In the case of less than (not including 0), a film 6 with good toughness while maintaining high hardness was obtained. In particular, when the silicon atomic concentration was about 1 to 5%, a film 6 with very good hardness and toughness was obtained.

Therefore, the coating material 2 on which the film 6 as described above is formed can be used in various fields by taking advantage of the film 6's high hardness and good toughness. For example, when it is used in tools, it is possible to extend the tool life while preventing chipping and falling off of the cutting edge, which occurs with conventional tools coated with a boron nitride film. In addition, when the coating material 2 is used as a support for an X-ray absorber layer in an X-ray exposure mask and apertures are formed in the base material 4, the film 6 must have both high hardness and good toughness. Therefore, cracking and warping of the film 6 can be prevented. Furthermore, when used in cylinders, bearings, shafts, etc., it is possible to improve their wear resistance and heat resistance. Furthermore, when used in reaction and hot gas piping and their joints, it is possible to improve their heat resistance and chemical resistance.

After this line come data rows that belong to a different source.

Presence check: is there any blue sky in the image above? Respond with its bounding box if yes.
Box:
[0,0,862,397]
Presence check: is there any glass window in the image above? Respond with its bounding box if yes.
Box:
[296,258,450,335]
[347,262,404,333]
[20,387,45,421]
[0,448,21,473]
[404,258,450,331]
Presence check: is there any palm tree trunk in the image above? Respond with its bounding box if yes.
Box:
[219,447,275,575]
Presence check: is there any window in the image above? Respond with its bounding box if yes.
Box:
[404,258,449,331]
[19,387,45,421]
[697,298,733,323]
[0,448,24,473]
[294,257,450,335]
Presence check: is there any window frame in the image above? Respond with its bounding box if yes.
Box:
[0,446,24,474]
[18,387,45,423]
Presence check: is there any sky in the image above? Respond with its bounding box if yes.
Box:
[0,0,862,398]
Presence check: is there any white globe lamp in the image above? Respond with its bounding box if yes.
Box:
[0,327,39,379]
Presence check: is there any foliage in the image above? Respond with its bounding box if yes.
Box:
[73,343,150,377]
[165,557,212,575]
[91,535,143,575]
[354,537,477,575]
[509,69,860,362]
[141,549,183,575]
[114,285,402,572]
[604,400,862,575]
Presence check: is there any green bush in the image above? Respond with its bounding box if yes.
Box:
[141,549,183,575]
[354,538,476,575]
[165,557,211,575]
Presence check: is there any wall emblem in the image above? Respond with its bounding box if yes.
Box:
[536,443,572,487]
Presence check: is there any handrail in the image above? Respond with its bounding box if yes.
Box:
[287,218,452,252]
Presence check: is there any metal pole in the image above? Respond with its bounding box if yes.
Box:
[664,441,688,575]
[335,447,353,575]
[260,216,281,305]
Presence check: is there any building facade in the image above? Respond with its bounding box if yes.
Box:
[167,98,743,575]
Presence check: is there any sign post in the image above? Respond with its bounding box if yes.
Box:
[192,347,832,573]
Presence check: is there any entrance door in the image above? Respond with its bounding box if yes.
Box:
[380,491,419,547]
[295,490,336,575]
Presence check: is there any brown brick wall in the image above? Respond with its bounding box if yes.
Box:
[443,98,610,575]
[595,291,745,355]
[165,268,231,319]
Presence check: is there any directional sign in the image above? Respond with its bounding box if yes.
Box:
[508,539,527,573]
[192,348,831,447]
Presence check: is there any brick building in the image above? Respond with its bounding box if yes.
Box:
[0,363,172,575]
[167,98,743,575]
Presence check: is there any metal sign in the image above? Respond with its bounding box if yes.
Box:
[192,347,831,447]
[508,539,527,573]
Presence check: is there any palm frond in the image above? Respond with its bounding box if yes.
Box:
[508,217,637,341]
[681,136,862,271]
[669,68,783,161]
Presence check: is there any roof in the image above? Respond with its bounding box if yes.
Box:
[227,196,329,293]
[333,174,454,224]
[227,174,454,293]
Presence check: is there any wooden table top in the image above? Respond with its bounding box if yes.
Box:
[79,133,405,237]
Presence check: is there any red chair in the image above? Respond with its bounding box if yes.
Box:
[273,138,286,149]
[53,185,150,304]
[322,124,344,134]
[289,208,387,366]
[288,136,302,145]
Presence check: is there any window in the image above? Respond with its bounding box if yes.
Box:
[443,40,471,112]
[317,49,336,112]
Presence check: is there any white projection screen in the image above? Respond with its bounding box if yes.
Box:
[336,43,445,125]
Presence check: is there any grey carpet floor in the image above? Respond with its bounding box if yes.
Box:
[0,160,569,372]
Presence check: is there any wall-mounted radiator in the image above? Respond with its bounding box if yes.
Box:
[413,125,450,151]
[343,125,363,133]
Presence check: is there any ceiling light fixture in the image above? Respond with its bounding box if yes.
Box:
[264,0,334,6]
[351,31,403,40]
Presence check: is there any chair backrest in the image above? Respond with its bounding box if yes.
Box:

Incidentally, the film 6 may contain germanium instead of silicon (in that case, according to the same experiment as above,
Compared to the case of silicon, although the hardness was slightly lower, a similar tendency was observed, and the same tendency was observed for toughness.

〔Effect of the invention〕

As described above, in the coating material of the present invention, the hardness and toughness of the film can be controlled by the atomic concentration of silicon or germanium contained in the surface film.
Moreover, it is possible to achieve both high hardness and good toughness.

[Brief explanation of the drawing]

FIG. 1 is a sectional view schematically showing a coating material according to an embodiment of the present invention. FIG. 2 is a schematic diagram showing an example of a plasma CVD apparatus. FIG. 3 is a diagram showing an example of film characteristics obtained through experiments. 2... Coating material according to the present invention, 4... Base material, 6.
··film.

Claims (2)

[Claims] (1) A coating material characterized in that a film containing silicon or germanium in addition to boron and nitrogen is formed on the surface of a base material. (2) The coating material according to claim 1, wherein the atomic concentration of silicon or germanium in the film is less than 50% (not including 0).